For the full fiscal year, Nintendo revised its operating income forecast down to 30 billion yen from a July estimate of 45 billion yen.

Atul Goyal, an analyst at Jefferies, told CNBC's "The Rundown" on Wednesday before the earnings release that Nintendo's operations would likely start to pick up from the October-December quarter, as the company gears up for the launch of its first mobile game built in-house.

Mobile as the future for Nintendo

In September, Nintendo announced it would release a mobile game, Super Mario Run, in December, featuring one of its most popular game characters.

The game will launch on Apple's iOS platform and was developed with Mario creator, Shigeru Miyamoto, at the helm. Users will have to pay a set purchase price to enjoy all of the content available in the initial release; beyond that, Nintendo did not provide any information.
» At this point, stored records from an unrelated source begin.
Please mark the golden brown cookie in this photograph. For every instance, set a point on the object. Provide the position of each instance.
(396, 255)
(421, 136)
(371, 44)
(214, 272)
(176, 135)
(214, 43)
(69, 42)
Goyal believed the shift to mobile will unlock Nintendo's true value. "When it comes to the casual game user market, the biggest owner of relevant intellectual property is Nintendo," he said.
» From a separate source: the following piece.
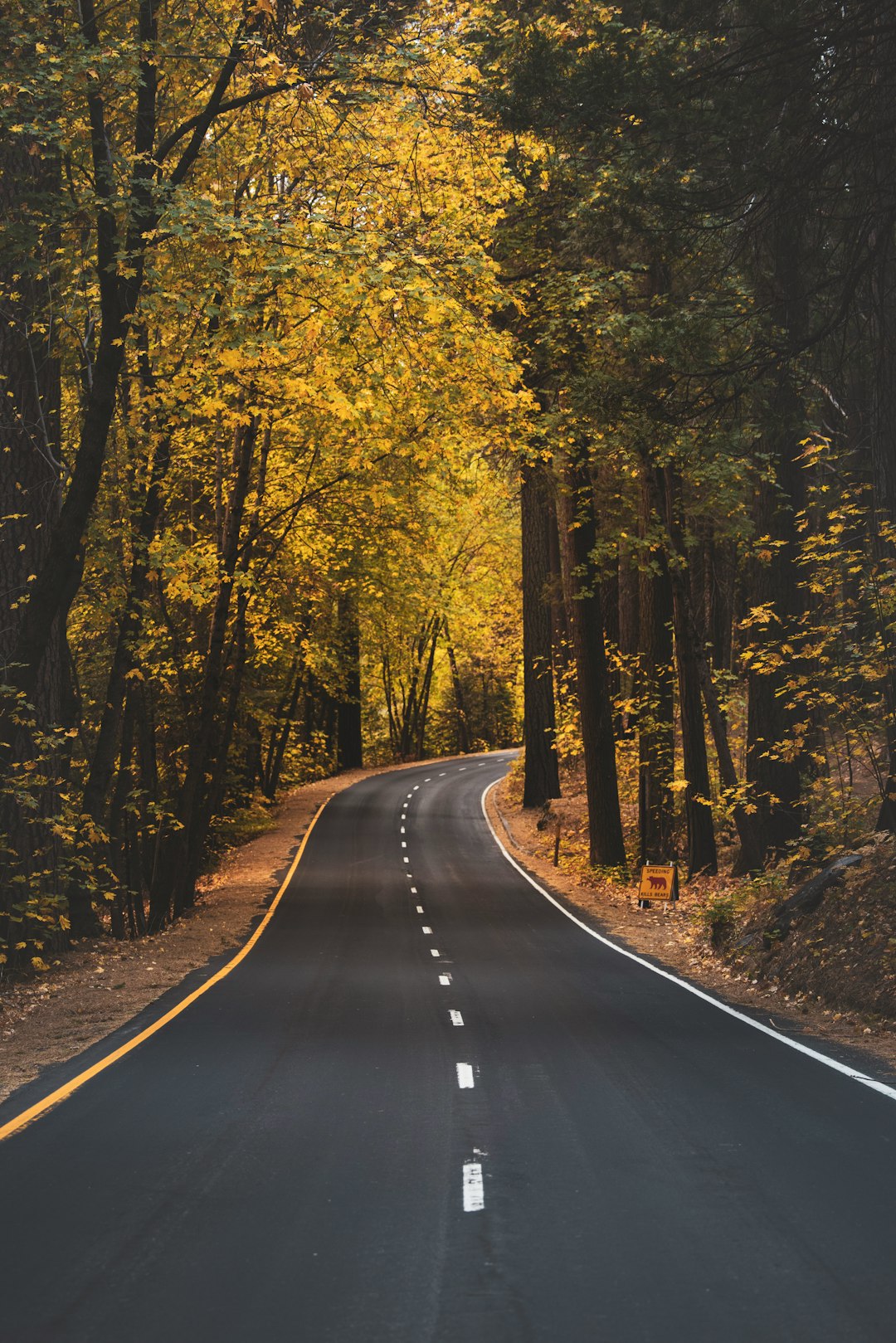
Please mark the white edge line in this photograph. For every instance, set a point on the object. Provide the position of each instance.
(683, 983)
The storied game-maker pushed into smartphone apps and games by partnering up with mobile firm DeNA in 2015 and enjoyed a surge of popularity this year from the successful launch of the Pokemon Go mobile game, developed by Niantic.

Nintendo's overall dedicated video game hardware sales fell 56.3 percent on-year in the first half of fiscal 2017, while dedicated software sales dropped 46.52 percent.

Against this backdrop, the company said Pokemon Go led to increased sales of software in the Pokemon series and drove hardware sales growth for the 3DS game console family outside Japan.

"Consoles will cover the costs [while] the real upside is from the new business that is going to be on mobile, and Super Mario Run is the beginning," said Goyal.

Nintendo previously said it has plans to release mobile games for other series such as Animal Crossing and Fire Emblem by March 2017.

The 'confusing' Switch

Last week, Nintendo teased its upcoming hybrid gaming console, the Nintendo Switch. Reuters reported on Wednesday that Nintendo expects to ship about 2 million units of Switch consoles by March 2017, but not everyone has been impressed with the device.

"We think it's a confusing product," Amir Anvarzdeh, director of Japan equity sales at BGC Securities in Singapore, told CNBC's "Capital Connection." "We don't think it really targets the casual gamers."

Anvarzdeh said he was concerned that the Switch, which is likely going to be the follow up console to the popular 3DS, would not be able to match the latter in terms of sales, which would then eat into Nintendo's profitability.

In the first half of fiscal 2017, Nintendo sold about 2.7 million consoles of the 3DS family.